# New MH here at last!



## camoyboy (May 9, 2005)

After a wait of 8 months, we finally picked up our new Rapido 7097F yesterday from Wokingham Motorhomes. What a complete contrast to our previous purchase from Brownhils.
We arrived to find our new MH sitting out all ready for the handover, with water, gas and electric connected. Considering we have been Rapido owners for a few years now, Paul carefully explained all the new features and changes both inside and out. We got 2 full bottles of gas, a new electric lead and they even supplied a spare rear no. plate as we had a tow bar fitted.
We were then treated to a very nice lunch before going through our trade in and sorting all the paperwork. We never felt hassled or rushed, even though another couple came to collect their MH after lunch. 
If you are in the market for a Rapido, then this is the place to go.
As for the MH, no bangs on starting or stopping and no judder reversing, not that we have many hills in Norfolk. So far we are very impressed, a major step forward from our previous model.
Colin


----------



## 96299 (Sep 15, 2005)

Congratulations! The van looks brill,and the company sound great.Luvly jubly 8) 

steve


----------



## fdhadi (May 9, 2005)

Very nice :wink: 

Enjoy.


----------



## WingPete (Jan 29, 2006)

*Drinks cabinet*

Colin, do the bottle / glasss separators in the drinks cabinet marry up neatly in those silly little metal holders ?
Mine doesn't.
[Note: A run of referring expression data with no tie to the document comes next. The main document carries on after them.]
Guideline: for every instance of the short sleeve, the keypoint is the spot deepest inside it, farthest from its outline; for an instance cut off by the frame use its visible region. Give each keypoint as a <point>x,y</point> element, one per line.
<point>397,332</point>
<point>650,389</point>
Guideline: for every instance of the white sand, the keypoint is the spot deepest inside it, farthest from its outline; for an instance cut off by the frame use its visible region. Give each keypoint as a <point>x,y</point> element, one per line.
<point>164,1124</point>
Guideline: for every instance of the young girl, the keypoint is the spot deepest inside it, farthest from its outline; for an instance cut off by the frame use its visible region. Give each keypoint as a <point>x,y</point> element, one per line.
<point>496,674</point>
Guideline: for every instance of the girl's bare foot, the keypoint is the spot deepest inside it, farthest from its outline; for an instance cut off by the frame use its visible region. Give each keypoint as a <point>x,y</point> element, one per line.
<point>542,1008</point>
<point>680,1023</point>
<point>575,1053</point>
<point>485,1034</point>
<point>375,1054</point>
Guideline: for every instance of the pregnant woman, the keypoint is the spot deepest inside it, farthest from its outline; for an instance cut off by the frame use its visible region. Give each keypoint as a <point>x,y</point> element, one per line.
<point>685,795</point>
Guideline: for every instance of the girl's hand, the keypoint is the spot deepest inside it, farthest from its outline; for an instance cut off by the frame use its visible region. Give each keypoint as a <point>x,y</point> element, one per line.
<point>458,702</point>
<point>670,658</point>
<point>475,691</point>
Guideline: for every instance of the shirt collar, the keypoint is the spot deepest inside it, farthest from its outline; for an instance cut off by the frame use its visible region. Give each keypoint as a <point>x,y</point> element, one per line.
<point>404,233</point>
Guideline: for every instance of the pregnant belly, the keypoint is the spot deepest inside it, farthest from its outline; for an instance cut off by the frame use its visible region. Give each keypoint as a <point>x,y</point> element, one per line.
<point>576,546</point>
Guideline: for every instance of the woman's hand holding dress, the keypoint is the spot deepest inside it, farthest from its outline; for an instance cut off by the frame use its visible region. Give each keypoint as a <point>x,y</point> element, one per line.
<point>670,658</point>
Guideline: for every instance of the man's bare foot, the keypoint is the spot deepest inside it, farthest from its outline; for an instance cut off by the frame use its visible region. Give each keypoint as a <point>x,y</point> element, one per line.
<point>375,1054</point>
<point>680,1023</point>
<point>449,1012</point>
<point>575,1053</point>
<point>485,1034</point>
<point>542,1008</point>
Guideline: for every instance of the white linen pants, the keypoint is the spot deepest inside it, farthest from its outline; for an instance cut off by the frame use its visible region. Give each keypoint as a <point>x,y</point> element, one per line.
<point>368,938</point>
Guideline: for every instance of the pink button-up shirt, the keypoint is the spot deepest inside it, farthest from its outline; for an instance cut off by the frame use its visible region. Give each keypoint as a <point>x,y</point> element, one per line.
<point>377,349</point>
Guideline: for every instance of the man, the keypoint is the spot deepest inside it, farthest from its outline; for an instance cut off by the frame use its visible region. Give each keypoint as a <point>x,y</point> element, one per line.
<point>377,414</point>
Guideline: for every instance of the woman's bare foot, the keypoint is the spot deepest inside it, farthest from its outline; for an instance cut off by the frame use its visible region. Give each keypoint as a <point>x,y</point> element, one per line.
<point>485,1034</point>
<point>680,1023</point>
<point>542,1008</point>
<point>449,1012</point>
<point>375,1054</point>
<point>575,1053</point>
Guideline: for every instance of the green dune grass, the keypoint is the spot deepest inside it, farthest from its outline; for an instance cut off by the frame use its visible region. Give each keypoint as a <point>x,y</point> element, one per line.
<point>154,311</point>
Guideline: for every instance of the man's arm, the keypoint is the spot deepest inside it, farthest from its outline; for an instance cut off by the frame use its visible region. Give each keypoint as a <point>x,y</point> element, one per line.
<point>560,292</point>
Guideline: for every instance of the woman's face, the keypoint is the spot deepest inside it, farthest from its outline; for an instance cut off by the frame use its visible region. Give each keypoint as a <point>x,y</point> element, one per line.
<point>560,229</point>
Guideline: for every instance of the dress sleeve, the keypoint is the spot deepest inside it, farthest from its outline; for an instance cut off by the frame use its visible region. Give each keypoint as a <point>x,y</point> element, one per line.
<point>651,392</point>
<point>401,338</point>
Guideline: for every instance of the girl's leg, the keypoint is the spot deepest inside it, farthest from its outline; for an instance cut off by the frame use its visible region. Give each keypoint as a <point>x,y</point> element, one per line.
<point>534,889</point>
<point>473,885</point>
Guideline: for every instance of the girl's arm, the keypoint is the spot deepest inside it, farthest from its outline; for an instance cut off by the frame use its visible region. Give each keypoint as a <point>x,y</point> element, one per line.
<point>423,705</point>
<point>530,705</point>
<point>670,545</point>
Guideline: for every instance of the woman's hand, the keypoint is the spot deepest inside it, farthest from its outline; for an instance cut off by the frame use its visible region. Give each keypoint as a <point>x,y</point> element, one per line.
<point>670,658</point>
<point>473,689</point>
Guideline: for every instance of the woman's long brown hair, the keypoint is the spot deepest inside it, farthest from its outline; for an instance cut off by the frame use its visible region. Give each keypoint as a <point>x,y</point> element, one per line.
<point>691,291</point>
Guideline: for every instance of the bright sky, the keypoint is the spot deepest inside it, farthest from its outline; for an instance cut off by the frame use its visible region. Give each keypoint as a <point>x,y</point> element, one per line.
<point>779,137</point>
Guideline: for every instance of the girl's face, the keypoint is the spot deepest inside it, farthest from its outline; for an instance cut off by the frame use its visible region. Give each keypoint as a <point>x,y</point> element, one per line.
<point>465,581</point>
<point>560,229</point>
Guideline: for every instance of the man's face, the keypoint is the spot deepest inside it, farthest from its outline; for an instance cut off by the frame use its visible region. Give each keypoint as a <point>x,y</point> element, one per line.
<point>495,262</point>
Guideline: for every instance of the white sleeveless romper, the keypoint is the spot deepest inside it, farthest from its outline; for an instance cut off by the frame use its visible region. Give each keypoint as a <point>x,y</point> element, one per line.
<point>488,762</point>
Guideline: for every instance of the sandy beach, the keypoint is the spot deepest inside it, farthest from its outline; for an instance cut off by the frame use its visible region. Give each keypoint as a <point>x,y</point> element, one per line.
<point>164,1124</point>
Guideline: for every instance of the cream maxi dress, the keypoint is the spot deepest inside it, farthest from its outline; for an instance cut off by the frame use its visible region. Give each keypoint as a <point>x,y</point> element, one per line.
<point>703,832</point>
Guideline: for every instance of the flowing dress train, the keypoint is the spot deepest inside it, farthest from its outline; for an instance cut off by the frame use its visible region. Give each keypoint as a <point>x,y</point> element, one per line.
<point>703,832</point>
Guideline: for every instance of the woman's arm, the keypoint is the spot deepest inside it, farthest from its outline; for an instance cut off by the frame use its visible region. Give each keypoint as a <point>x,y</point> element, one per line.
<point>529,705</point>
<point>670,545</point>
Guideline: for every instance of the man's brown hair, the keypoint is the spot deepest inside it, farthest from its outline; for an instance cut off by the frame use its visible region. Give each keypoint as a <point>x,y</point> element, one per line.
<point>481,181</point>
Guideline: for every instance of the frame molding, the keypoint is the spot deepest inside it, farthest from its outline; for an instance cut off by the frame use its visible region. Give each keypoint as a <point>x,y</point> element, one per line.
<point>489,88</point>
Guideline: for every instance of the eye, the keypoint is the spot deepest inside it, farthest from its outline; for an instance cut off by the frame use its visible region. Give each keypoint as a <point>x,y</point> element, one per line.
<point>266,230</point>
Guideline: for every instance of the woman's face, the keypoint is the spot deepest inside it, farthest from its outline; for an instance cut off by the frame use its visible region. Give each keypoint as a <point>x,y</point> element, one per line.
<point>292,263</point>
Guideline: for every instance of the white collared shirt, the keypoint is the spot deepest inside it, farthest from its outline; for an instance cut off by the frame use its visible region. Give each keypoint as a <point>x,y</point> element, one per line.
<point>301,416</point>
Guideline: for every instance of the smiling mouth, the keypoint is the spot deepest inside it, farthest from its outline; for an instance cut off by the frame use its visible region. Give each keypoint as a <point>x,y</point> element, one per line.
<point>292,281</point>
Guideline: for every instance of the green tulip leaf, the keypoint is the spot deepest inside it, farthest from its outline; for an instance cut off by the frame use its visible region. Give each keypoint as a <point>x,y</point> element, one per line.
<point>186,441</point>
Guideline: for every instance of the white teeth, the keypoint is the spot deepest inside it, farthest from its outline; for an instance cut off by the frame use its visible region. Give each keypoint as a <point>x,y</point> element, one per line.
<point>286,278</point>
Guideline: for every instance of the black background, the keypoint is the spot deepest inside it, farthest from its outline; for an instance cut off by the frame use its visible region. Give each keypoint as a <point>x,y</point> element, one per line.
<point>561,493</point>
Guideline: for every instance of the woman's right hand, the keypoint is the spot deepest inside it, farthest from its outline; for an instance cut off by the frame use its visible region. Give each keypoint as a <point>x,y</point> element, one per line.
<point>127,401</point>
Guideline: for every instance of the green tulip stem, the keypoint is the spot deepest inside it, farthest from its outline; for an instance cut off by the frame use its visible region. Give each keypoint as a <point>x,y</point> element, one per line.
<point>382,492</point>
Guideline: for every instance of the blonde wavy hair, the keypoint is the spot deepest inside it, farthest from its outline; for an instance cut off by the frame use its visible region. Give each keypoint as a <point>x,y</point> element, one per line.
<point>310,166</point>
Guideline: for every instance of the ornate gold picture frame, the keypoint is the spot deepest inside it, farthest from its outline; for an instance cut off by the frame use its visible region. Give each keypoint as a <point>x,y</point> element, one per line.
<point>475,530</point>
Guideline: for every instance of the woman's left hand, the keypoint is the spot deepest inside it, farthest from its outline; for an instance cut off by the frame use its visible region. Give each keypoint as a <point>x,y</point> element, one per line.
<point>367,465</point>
The plastic separators holes do not line up, so unable to use correctly. Tried blue tack to keep metal holders in place, but still fall out of mirror surround. 
Nuisance waiting for a fix.
Otherwise, I found it to be a fine van, plenty of GO in the 3 ltr, like the cruise control, and other cab design features.
The Kitchen layout seems fine, and the bed is uperb.
One little point of note I found was that the water draining seems very slow, from hand wash basin and litchen sink. A little adjustment to pipe under kitchen sink helped, by depressing it slightly.
Enjoy and take care up there.


----------